DelFattore is part of that population, and when she was diagnosed in
2011 with advanced gallbladder cancer, she relied on her network of
friends, colleagues, neighbors and extended family to help her. As she
recounts in the journal article, her surgeon at Memorial Sloan Kettering
Cancer Center accepted her description of her friend-based support
network without question.
At the time, she didn’t realize that his acceptance couldn’t be taken
for granted, but when she went for post-surgery chemotherapy, the first
doctor she saw asked about her marital status and continued to focus on
that subject. Even after she tried to explain the support she had
available, the oncologist recommended a milder course of treatment that
DelFattore knew was not the most effective.

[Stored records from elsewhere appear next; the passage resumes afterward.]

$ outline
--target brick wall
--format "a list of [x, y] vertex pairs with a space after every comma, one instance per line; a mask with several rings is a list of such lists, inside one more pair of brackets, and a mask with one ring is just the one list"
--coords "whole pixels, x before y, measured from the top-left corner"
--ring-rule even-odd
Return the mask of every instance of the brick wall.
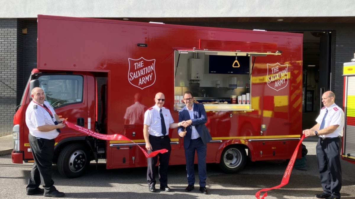
[[0, 19], [0, 136], [12, 132], [16, 107], [17, 20]]

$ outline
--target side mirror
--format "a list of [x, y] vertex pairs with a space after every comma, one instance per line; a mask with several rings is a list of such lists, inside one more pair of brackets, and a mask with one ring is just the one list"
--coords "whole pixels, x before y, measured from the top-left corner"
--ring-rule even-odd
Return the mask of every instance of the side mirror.
[[38, 79], [34, 79], [29, 81], [29, 98], [32, 100], [31, 97], [31, 91], [32, 90], [36, 87], [39, 87], [39, 81]]

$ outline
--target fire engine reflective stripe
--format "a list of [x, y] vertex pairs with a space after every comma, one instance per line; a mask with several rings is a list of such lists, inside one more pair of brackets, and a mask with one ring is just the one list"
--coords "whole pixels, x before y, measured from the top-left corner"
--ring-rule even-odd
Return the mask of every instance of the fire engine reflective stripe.
[[86, 133], [88, 135], [101, 140], [123, 140], [130, 141], [134, 143], [135, 144], [136, 144], [142, 150], [142, 152], [143, 152], [143, 153], [144, 154], [144, 155], [146, 156], [146, 157], [147, 158], [154, 157], [157, 155], [158, 155], [158, 154], [159, 153], [166, 153], [168, 151], [168, 150], [166, 149], [162, 149], [153, 151], [151, 152], [149, 154], [148, 154], [148, 153], [147, 153], [145, 150], [142, 148], [142, 147], [140, 147], [139, 145], [137, 144], [135, 142], [129, 139], [126, 136], [124, 136], [122, 135], [120, 135], [120, 134], [113, 134], [109, 135], [102, 134], [101, 133], [98, 133], [93, 131], [91, 130], [89, 130], [86, 128], [84, 128], [82, 126], [79, 126], [78, 125], [77, 125], [76, 124], [70, 123], [66, 120], [64, 120], [63, 122], [64, 123], [65, 125], [69, 128], [71, 128], [75, 130], [81, 132]]
[[355, 65], [344, 66], [343, 72], [344, 75], [352, 75], [355, 74]]
[[275, 96], [274, 97], [274, 104], [275, 107], [274, 111], [282, 113], [288, 112], [288, 96], [284, 95]]
[[[146, 141], [144, 140], [132, 140], [132, 141], [136, 143], [138, 142], [145, 142]], [[170, 140], [171, 142], [176, 142], [179, 141], [179, 139], [175, 138], [175, 139], [171, 139]], [[130, 141], [127, 141], [126, 140], [110, 140], [110, 144], [115, 144], [116, 143], [130, 143], [131, 142]]]
[[247, 140], [248, 139], [272, 139], [274, 138], [291, 138], [294, 137], [300, 137], [300, 135], [275, 135], [275, 136], [247, 136], [239, 137], [212, 137], [212, 140], [231, 140], [232, 139], [242, 139]]
[[355, 117], [355, 96], [348, 95], [346, 100], [346, 116]]
[[292, 70], [291, 74], [293, 78], [297, 77], [296, 78], [296, 82], [290, 86], [290, 105], [292, 107], [289, 108], [289, 112], [288, 113], [290, 116], [290, 121], [293, 121], [293, 124], [291, 126], [290, 132], [296, 132], [300, 130], [298, 128], [302, 125], [302, 120], [300, 119], [301, 113], [300, 112], [302, 110], [302, 95], [300, 95], [298, 88], [302, 87], [302, 76], [303, 71], [302, 70], [296, 69]]
[[343, 156], [343, 157], [344, 158], [355, 160], [355, 157], [350, 157], [350, 156], [348, 156], [347, 155], [342, 155], [342, 156]]
[[[300, 142], [297, 144], [297, 147], [296, 147], [295, 151], [293, 152], [293, 154], [290, 160], [288, 165], [286, 168], [285, 173], [284, 174], [283, 177], [282, 178], [282, 180], [281, 181], [281, 183], [280, 184], [272, 187], [271, 188], [267, 188], [263, 189], [255, 193], [255, 197], [258, 199], [263, 199], [264, 197], [267, 196], [267, 191], [270, 191], [275, 189], [279, 189], [288, 184], [289, 180], [290, 180], [290, 176], [291, 175], [291, 172], [292, 171], [292, 169], [293, 168], [293, 165], [295, 164], [295, 161], [296, 161], [296, 158], [297, 157], [297, 153], [298, 153], [298, 149], [300, 147], [300, 145], [302, 143], [303, 140], [305, 138], [305, 135], [303, 134], [302, 137], [300, 140]], [[265, 192], [265, 193], [260, 198], [260, 193], [261, 192]]]
[[[54, 146], [55, 146], [57, 144], [58, 144], [58, 142], [56, 142], [55, 143], [54, 143]], [[24, 144], [24, 145], [25, 147], [29, 147], [29, 143], [25, 143]]]

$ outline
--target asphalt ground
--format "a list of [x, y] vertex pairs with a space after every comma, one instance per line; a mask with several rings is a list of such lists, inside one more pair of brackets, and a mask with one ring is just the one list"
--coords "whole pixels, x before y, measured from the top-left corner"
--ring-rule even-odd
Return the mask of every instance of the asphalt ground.
[[[267, 199], [315, 199], [315, 194], [322, 192], [315, 155], [317, 140], [313, 137], [304, 141], [308, 150], [306, 167], [294, 168], [289, 184], [279, 189], [268, 192]], [[171, 192], [157, 189], [156, 193], [152, 193], [148, 192], [146, 167], [106, 170], [104, 160], [100, 163], [97, 170], [96, 164], [92, 162], [89, 169], [84, 176], [74, 179], [62, 177], [57, 166], [53, 165], [55, 186], [65, 193], [66, 198], [255, 199], [255, 193], [261, 189], [280, 184], [287, 166], [285, 161], [249, 162], [239, 173], [226, 174], [221, 171], [216, 164], [208, 164], [206, 182], [209, 194], [205, 195], [199, 191], [197, 183], [195, 190], [191, 192], [185, 192], [187, 180], [184, 165], [169, 167], [168, 184]], [[342, 165], [342, 198], [355, 199], [355, 165], [343, 160]], [[26, 194], [32, 165], [32, 163], [13, 164], [9, 154], [0, 156], [0, 198], [43, 197]], [[197, 167], [195, 170], [197, 173]], [[198, 177], [196, 177], [198, 182]], [[158, 181], [158, 183], [159, 184]], [[159, 188], [158, 185], [156, 188]]]

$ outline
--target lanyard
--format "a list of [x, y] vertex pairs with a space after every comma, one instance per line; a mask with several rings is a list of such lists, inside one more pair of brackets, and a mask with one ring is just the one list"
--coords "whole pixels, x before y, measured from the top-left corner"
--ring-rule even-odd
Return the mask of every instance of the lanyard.
[[[36, 103], [37, 104], [38, 104], [41, 107], [42, 107], [42, 108], [44, 108], [44, 109], [45, 109], [46, 110], [47, 110], [47, 112], [48, 112], [48, 113], [49, 114], [49, 115], [50, 115], [50, 117], [51, 118], [53, 118], [53, 114], [52, 114], [52, 112], [51, 112], [50, 110], [49, 110], [49, 109], [48, 108], [48, 107], [47, 107], [47, 106], [46, 106], [45, 107], [45, 106], [42, 106], [42, 105], [41, 105], [41, 104], [40, 104], [37, 103], [37, 102], [35, 102], [34, 101], [33, 101], [33, 102], [34, 103]], [[43, 103], [43, 105], [44, 105], [44, 103]], [[45, 106], [45, 105], [44, 105], [44, 106]]]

“He wouldn’t risk serious side effects [of the more aggressive
treatment] with, as he put it, ‘someone in your situation,’” she writes.
She changed doctors and was given the harsher, more effective
chemotherapy by an oncologist who accepted that she had the necessary
DelFattore is concerned that doctors might rely on medical
researchers who, in turn, are citing sociological and psychological
studies that don’t say what the researchers assume they say.
“Even if medical researchers mean to recommend what’s best for
patients, as they presumably do, their reliance on stereotypes about
unmarried adults is misleading, especially when they misinterpret
sociological and psychological studies that do not, in fact, support
those stereotypes,” DelFattore said.
For example, she said, almost all authors in the 84 articles she
reviewed equate marriage with social support, “but the psychological and
sociological studies they cite to support that claim don’t even mention
the words ‘marriage,’ ‘marital’ or ‘spouse,’” she said. Instead, those
studies talk about social support as a complex web of connections that
can’t be reduced to a single element.
Consistent with longstanding social stereotypes, DelFattore said,
doctors may use the question about marital status as a kind of shorthand
way to ask about social support. Once they hear the word “unmarried,”
they may stop there.
DelFattore is quick to point out that she’s not the person who
discovered the differences in treatment between married and unmarried
patients. Based on her review of articles, it’s been known since at
least 1987 that cancer patients with a current spouse are more likely to
get surgery or radiotherapy than those who are divorced, separated,
widowed or never married, she said.
“This is not shocking news,” she said of the disparity. “What’s
shocking is that it’s been buried in the fine print of academic journals
and footnotes for over 30 years.”
Now, she said, she hopes her journal article will raise awareness and
spur additional research. She also hopes that, just as medical schools
now teach about the dangers of unintentional racial and gender bias in
treating patients, they’ll also start discussing marital status.
“I’m not writing about this and advocating for change out of anger or
outrage,” she said. “It’s not about blame. It’s about asking people to
examine their assumptions—in this case, with respect to potentially
life-or-death decisions. Medicine has to evolve, not only in science and
technology, but also with respect to an evolving society.”